[Bug target/109276] [11/12/13 Regression] ICE: in assign_stack_local_1, at function.cc:429 with -mpreferred-stack-boundary=2

2023-03-28 Thread cvs-commit at gcc dot gnu.org via Gcc-bugs
https://gcc.gnu.org/bugzilla/show_bug.cgi?id=109276

--- Comment #18 from CVS Commits  ---
The master branch has been updated by Jakub Jelinek :

https://gcc.gnu.org/g:4b5ef857f5faf09f274c0a95c67faaa80d198124

commit r13-6894-g4b5ef857f5faf09f274c0a95c67faaa80d198124
Author: Jakub Jelinek 
Date:   Tue Mar 28 10:43:08 2023 +0200

i386: Require just 32-bit alignment for SLOT_FLOATxFDI_387 -m32
-mpreferred-stack-boundary=2 DImode temporaries [PR109276]

The following testcase ICEs since r11-2259 because assign_386_stack_local
-> assign_stack_local -> ix86_local_alignment now uses 64-bit alignment
for DImode temporaries rather than 32-bit as before.
Most of the spots in the backend which ask for DImode temporaries are
during
expansion and those apparently are handled fine with -m32
-mpreferred-stack-boundary=2, we dynamically realign the stack in that case
(most of the spots actually don't need that alignment but at least one
does), then 2 spots are in STV which I assume also work correctly.
But during splitting we can create a DImode slot which doesn't need to be
64-bit alignment (it is nicer for performance though), when we apparently
aren't able to detect it for dynamic stack realignment purposes.

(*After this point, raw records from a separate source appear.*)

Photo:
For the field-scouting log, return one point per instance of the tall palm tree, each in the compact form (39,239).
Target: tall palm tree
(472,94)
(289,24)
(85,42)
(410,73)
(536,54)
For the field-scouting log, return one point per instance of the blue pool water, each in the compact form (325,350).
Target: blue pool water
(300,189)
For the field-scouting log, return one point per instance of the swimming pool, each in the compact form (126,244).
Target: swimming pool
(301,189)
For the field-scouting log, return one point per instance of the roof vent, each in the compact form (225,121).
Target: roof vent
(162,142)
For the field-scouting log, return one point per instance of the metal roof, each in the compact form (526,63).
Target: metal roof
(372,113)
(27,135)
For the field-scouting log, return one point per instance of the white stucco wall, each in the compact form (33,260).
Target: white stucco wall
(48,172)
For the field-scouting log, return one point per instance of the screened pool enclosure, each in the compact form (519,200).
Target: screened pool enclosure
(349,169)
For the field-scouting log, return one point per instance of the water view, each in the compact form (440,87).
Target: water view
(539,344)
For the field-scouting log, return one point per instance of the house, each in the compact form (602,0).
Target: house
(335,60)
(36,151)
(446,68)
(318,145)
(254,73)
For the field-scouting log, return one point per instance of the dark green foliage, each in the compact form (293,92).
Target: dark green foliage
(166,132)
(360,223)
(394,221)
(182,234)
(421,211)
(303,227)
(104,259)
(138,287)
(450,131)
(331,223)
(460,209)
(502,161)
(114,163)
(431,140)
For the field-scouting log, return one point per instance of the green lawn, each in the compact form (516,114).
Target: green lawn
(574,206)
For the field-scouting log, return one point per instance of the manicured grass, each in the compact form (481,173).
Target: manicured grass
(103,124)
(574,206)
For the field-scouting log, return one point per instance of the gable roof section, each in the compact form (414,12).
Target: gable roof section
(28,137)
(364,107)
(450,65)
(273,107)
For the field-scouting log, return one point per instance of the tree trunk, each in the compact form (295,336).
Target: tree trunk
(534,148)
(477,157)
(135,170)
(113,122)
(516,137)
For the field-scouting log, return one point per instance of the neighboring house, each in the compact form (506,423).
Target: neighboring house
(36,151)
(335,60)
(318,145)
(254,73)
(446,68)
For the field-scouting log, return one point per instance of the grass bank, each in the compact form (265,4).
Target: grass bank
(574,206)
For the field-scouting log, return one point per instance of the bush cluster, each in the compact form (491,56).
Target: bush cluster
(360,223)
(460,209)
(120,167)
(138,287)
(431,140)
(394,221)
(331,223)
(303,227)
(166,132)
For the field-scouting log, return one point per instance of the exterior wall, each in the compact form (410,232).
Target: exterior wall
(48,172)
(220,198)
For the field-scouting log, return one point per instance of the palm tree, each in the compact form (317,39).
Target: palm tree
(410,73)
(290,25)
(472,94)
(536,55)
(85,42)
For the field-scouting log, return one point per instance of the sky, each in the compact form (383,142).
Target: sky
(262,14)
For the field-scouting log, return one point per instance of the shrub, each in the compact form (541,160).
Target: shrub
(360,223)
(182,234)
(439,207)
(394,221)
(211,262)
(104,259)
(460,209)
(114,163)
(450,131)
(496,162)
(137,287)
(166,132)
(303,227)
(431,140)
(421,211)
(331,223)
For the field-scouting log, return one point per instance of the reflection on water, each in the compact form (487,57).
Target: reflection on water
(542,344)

The following patch just makes the slot 32-bit aligned in that rare case.

2023-03-28  Jakub Jelinek  

PR target/109276
* config/i386/i386.cc (assign_386_stack_local): For DImode
with SLOT_FLOATxFDI_387 and -m32 -mpreferred-stack-boundary=2 pass
align 32 rather than 0 to assign_stack_local.

* gcc.target/i386/pr109276.c: New test.

[Bug target/109276] [11/12/13 Regression] ICE: in assign_stack_local_1, at function.cc:429 with -mpreferred-stack-boundary=2

2023-03-27 Thread ubizjak at gmail dot com via Gcc-bugs
https://gcc.gnu.org/bugzilla/show_bug.cgi?id=109276

--- Comment #17 from Uroš Bizjak  ---
(In reply to Jakub Jelinek from comment #16)
> (In reply to Uroš Bizjak from comment #15)
> > (In reply to Jakub Jelinek from comment #13)
> > > asks for a DImode stack slot, ix86_local_alignment newly doesn't lower the
> > > alignment
> > > which isn't good for -mpreferred-stack-boundary=2.
> > 
> > IIRC, DImode FILD/FIST(P) instructions execute faster when memory is aligned
> > to 64 bits. *If* it is possible, 64 bit alignment is preferred.
> 
> Well, user who uses -mpreferred-stack-boundary=2 probably doesn't care about
> performance that much.  I guess I could also check whether we've already
> decided to dynamically reallocate the stack for some other reasons and only
> use 32-bit alignment if we haven't.
> But there are too many such flags, so not sure what to check.

No need to complicate things too much, I agree that by using
-mpreferred-stack-boundary=2 user made a compromise w.r.t. performance.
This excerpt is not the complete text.